FULL BODY TRACKING USING FUSION DEPTH SENSING

Organization Name

Microsoft Technology Licensing, LLC

Inventor(s)

Ruben Caballero of San Jose CA (US)

Jouya Jadidian of Mountain View CA (US)

FULL BODY TRACKING USING FUSION DEPTH SENSING - A simplified explanation of the abstract

This abstract first appeared for US patent application 17838139 titled 'FULL BODY TRACKING USING FUSION DEPTH SENSING

Simplified Explanation

Techniques in this patent application involve using radar sensor devices on a wearable device to detect, measure, and track the location of objects. The radar sensors generate and evaluate radar signals from the wearable device and its surroundings. Objects within the field of view that reflect radar signals will produce return signals with specific characteristics.

• Radar sensors on a wearable device detect and track the location of objects.
• Radar signals are generated, captured, and evaluated by the sensors.
• Objects within the field of view reflect radar signals and produce return signals.
• Return signals have characteristic time of arrival, angle of arrival, and frequency shift.
• Processing the return signals allows determination of distance, direction, and identification of objects.
• Object information can be further resolved by correlating with measurements from cameras or inertial measurement units.

Potential applications of this technology:

• Augmented reality: Radar sensors on a wearable device can enhance augmented reality experiences by detecting and tracking objects in the user's environment.
• Navigation and obstacle avoidance: The technology can be used to provide real-time information about the location and movement of objects, aiding navigation and avoiding obstacles.
• Security and surveillance: Radar sensors on wearable devices can be used for security and surveillance purposes, detecting and tracking objects in the vicinity.

Problems solved by this technology:

• Limited visibility: Radar sensors can detect objects even in low visibility conditions such as darkness, fog, or smoke.
• Real-time tracking: The technology allows for real-time tracking of objects, providing up-to-date information on their location and movement.
• Object identification: By analyzing radar characteristics, the technology can identify objects, aiding in their classification and tracking.

Benefits of this technology:

• Enhanced situational awareness: Radar sensors on wearable devices provide users with a better understanding of their surroundings, improving safety and decision-making.
• Versatility: Radar sensors can be used in various applications and environments, making them adaptable to different use cases.
• Complementary to other sensors: By combining radar data with data from cameras or inertial measurement units, more accurate and comprehensive object information can be obtained.

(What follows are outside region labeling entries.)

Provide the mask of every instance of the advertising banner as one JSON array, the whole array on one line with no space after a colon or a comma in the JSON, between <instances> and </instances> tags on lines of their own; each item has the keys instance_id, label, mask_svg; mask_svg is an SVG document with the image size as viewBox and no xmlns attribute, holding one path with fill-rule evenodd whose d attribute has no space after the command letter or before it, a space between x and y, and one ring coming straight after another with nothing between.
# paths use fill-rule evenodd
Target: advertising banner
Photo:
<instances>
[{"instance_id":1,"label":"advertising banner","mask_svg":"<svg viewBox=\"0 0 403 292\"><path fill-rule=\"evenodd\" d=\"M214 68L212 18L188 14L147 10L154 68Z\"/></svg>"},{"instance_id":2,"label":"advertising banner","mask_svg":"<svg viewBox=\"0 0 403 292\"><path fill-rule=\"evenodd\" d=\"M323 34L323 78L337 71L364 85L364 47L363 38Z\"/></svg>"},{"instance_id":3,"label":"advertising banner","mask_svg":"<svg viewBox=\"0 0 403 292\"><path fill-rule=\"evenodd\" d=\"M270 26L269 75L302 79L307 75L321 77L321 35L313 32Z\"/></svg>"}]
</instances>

Original Abstract Submitted

Techniques disclosed herein may be utilized to detect, measure, and/or track the location of objects via radar sensor devices that are affixed to a wearable device. Each of the radar sensors (e.g., MIMIC radar sensor) generates, captures, and evaluates radar signals associated with the wearable device (e.g., HMD) and the surrounding environment. Objects located within the field of view with sufficient reflectivity will result in radar return signals each with a characteristic time of arrival (TOA), angle of arrival (AOA), and frequency shift (Doppler shift). The sensed return signals can be processed to determine distance and direction, as well as identification of the objects based on radar characteristics of the object (e.g., radar back-scatter or cross-section pattern). Object information, including position and identification, may be further resolved based on correlation with measurements from one or more of the digital cameras or inertial measurement units.